When Powell and his father pulled out of the driveway Friday morning, the trunk of the car filled to the brim with boxes and belongings, they didn't turn on to I-95 south and head to Coral Gables, they drove north. Powell moved into his dorm at UF that same day.
Powell's situation is common in the South Florida recruiting landscape. Every year, kids flip their commitment from one school to another, and it's becoming a growing trend.
With National Signing Day approaching on Feb. 5, non-binding verbal commitments are being tested. For players like American Heritage cornerback Juwan Dowels and St. Thomas Aquinas quarterback Wade Freebeck, that test might go until the last second.
The process of changing commitments has become so diluted that the stigma involved with "flipping" has washed away. Thirty-five percent of the top-ranked players in the class have decommited at one point during the process, and that number could rise significantly on National Signing Day.
Powell's flip to Florida wasn't his first, he originally pledged to Tennessee the summer before his senior season, but switched his verbal commitment to Miami two months later, citing a desire to be near his family. Powell's commitment wavered when Miami's coaches hesitated about him playing running back, a position where Powell amassed 1,339 yards and 20 touchdowns during his senior season.

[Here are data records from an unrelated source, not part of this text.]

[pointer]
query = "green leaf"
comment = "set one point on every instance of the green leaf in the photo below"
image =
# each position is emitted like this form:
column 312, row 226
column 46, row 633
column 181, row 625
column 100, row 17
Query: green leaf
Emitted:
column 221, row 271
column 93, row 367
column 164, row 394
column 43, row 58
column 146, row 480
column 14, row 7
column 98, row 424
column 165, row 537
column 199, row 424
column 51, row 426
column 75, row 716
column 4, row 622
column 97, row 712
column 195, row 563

The Hurricanes saw Powell, who played both ways in high school, as a top-flight cornerback.
The uncertainty gave Florida a chance.
"When [Florida] came in that Monday before he was suppose to leave for Miami, and said they wanted him right now ... that does something for a kid," Deerfield Beach coach Allen Jackson said. "That's the school he wanted to go to, I could see it in his eyes right then and there, that's what he wanted."
By enrolling early at Florida, Powell never had to sign a National Letter of Intent, and was able to end his recruitment on his own terms. For both Freebeck and Dowels, a National Signing Day ceremony will put their final decision, and the days leading up to it, in the spotlight.

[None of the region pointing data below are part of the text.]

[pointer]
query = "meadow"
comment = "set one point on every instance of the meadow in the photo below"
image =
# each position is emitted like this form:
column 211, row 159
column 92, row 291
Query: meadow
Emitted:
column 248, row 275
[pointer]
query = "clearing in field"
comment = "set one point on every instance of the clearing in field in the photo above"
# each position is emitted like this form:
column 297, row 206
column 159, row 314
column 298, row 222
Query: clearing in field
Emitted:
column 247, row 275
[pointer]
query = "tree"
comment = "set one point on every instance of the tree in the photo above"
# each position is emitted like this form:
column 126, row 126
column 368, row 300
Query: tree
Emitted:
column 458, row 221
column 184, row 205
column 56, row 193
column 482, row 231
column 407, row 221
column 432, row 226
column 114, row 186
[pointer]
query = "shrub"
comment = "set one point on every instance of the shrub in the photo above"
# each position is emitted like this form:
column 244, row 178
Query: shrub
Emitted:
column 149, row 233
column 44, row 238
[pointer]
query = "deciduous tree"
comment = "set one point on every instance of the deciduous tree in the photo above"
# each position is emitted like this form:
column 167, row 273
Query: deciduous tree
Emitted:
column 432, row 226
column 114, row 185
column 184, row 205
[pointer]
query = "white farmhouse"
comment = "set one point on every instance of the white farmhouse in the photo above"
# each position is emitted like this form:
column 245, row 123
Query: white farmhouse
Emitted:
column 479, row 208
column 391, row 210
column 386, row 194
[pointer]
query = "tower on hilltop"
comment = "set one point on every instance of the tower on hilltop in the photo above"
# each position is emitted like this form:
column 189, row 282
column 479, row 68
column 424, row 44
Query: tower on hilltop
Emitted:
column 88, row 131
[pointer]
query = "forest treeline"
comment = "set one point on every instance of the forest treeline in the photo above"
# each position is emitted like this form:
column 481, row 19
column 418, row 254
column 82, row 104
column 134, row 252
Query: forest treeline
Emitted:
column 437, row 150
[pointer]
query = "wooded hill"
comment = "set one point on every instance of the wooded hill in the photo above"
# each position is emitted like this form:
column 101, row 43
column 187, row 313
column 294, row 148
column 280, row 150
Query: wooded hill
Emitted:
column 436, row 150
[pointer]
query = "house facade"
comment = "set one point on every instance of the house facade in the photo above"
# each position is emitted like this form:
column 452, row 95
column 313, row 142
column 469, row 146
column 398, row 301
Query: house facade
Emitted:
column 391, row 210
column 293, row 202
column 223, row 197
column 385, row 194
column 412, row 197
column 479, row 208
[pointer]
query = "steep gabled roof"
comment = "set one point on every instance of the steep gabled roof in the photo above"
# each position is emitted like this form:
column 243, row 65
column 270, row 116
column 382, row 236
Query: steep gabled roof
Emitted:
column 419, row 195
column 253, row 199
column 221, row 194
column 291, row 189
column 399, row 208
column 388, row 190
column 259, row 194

Freebeck thought he knew where he wanted to play college football, that is, until coaches from Vanderbilt showed up to his school less than two weeks before signing day. Freebeck committed to Pittsburgh in June, but the lure of playing for an SEC program perked his interest. The quarterback wanted to see what Vanderbilt was about, and he took a surprise official visit to campus on Jan. 24.
"I was fully committed to Pittsburgh, so I wasn't entertaining other schools, but when [Vanderbilt] came it was different," Freebeck, said over the phone while taking his official visit to Pitt this weekend.
Freebeck remains committed to the Panthers for now, but Vanderbilt could still land his signature. He's slated to decide on Monday.
Dowels has already changed his commitment once, flipping from Northern Illinois to Syracuse, but another change isn't out of the question. Rutgers visited with Dowels at his home last week, and the Scarlet Knights have been selling the Sun Sentinel Defensive Player of the Year on a chance to play in the Big Ten conference.
On National Signing Day, both Freebeck and Dowels will have multiple letters of intent in front of them. While the plan is to honor their respective commitments, they both will be presented with one last chance to flip.
"I feel bad for even being in this situation," Freebeck said. "But I'm just taking everything and making the best decision for me."